Obtained results: To visually compare the attained nerve identification in the context of multiple experts, Fig. 1 exposes some segmentation results regarding each multi-annotator classification approach. Overall, all classification methods allow to identify relevant patterns to segment nerves from the UI. Nevertheless, due to the absence of the true label, typical classifications methods (LR-EX1, LR-EX2, LR-EX3, and LR-MV) fail in the complete identification of nerves by generating false negatives (i.e., classify as background nerve regions). The above is a significant issue since the anesthesiologist needs an accurate delimitation of the nerve structure aiming to define the point where the anesthetic should be spread.
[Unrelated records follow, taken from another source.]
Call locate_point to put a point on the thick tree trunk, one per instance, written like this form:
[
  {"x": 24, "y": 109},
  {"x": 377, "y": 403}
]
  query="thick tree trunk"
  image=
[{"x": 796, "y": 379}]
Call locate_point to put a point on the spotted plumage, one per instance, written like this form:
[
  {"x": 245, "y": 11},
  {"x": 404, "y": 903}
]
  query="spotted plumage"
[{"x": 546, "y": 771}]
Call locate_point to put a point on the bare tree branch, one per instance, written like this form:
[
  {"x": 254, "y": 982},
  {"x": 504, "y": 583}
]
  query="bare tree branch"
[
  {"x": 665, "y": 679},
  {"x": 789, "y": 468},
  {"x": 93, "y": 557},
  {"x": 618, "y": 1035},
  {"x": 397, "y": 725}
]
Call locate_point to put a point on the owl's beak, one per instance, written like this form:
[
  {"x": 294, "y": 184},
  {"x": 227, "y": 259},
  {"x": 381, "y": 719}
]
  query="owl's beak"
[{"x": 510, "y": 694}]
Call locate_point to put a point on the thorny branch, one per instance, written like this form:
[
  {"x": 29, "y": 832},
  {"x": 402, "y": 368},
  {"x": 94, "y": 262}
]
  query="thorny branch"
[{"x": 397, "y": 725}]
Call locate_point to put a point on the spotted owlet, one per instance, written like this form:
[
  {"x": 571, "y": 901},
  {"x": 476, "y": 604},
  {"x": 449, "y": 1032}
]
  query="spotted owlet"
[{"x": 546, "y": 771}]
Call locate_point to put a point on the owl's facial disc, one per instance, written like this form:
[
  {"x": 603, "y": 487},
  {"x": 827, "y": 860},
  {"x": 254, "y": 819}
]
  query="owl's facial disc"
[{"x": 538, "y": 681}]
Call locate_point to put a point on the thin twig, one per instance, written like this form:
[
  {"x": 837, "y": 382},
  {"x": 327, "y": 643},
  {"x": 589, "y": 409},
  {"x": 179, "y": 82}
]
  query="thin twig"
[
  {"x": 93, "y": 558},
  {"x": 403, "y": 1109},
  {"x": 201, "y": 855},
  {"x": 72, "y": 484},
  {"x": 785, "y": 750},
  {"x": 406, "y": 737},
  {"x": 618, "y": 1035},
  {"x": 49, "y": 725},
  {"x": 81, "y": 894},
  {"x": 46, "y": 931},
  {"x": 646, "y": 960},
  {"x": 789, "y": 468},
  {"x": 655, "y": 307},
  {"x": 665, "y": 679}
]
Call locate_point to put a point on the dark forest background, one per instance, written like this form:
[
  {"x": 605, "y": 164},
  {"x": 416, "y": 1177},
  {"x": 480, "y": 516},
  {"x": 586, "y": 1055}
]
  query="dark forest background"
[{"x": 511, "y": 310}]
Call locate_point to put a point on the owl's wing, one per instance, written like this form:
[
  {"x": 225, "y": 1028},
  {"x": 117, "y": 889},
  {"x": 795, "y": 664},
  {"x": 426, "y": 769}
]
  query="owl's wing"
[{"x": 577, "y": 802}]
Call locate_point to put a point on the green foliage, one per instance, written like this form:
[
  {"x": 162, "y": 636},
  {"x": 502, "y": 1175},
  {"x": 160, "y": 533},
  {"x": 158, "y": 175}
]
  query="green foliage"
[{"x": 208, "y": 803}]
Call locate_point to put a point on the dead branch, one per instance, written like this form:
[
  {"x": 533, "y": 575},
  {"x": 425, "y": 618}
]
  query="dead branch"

Unlike these classification methods, our approach based on multiple annotators (specifically MAE) reduces the number of false negatives considerably in the segmented image offering a better identification of the nerve structure. Table 1 shows the results of the morphological validation in terms of the DC for the leave-one-out validation scheme. We perform a statistical significance analysis based on the equal mean test for the segmentation approaches considered in this work. This test allows to determine which method provides a higher performance in terms of the Dice coefficient. From the results exposed, the segmentation scheme based on multiple annotators (specifically the multiple annotators model proposed in [13]) outperforms state-of-the-art approaches which are based on typical supervised learning schemes (i.e. supervised learning approaches without considering multiple annotators). These results can be explained in the sense that the multiple annotators schemes are based on the fact that the gold standard is not available for the training stage, where the true label is estimated from the manual segmentations provided by different experts in anesthesiology. In contrast, segmentation approaches based on typical supervised learning assume as a gold standard the manual segmentations from one of the annotators, which implies that the classifier predictions will be biased according to annotator expertise.

Table 1. Nerve segmentation validation in terms of the Dice coefficient.
Full size table

4 Conclusion

In this paper, we discuss a first attempt for the design of nerve-segmentation systems based on classification with multiple annotators. In this sense, we perform the nerve identification by considering the case where the ground truth is not available. In fact, this consideration is not far from reality since the nerve identification in UI depends on the specialist expertise. So, we use multi-annotator classification schemes to estimate the unavailable true label and the classifier parameters jointly. We tested our strategy in a real-world nerve segmentation dataset captured by “The Automatics Research Group-Universidad Tecnológica de Pereira,” which holds UI images of ulnar and median nerves. The experimental results showed that the segmentation methodology based on the information from different experts outperforms state-of-the-art alternatives for nerve segmentation in terms of the Dice coefficients. Hence, the proposed method have a better interpretation of the patterns associated with the nerves by combining the manual segmentation given by multiple anesthesiologists. As future work, authors plan to use more robust multi-annotators classification schemes (for example approaches based on deep-learning) to improve further the quality of the nerve segmentation.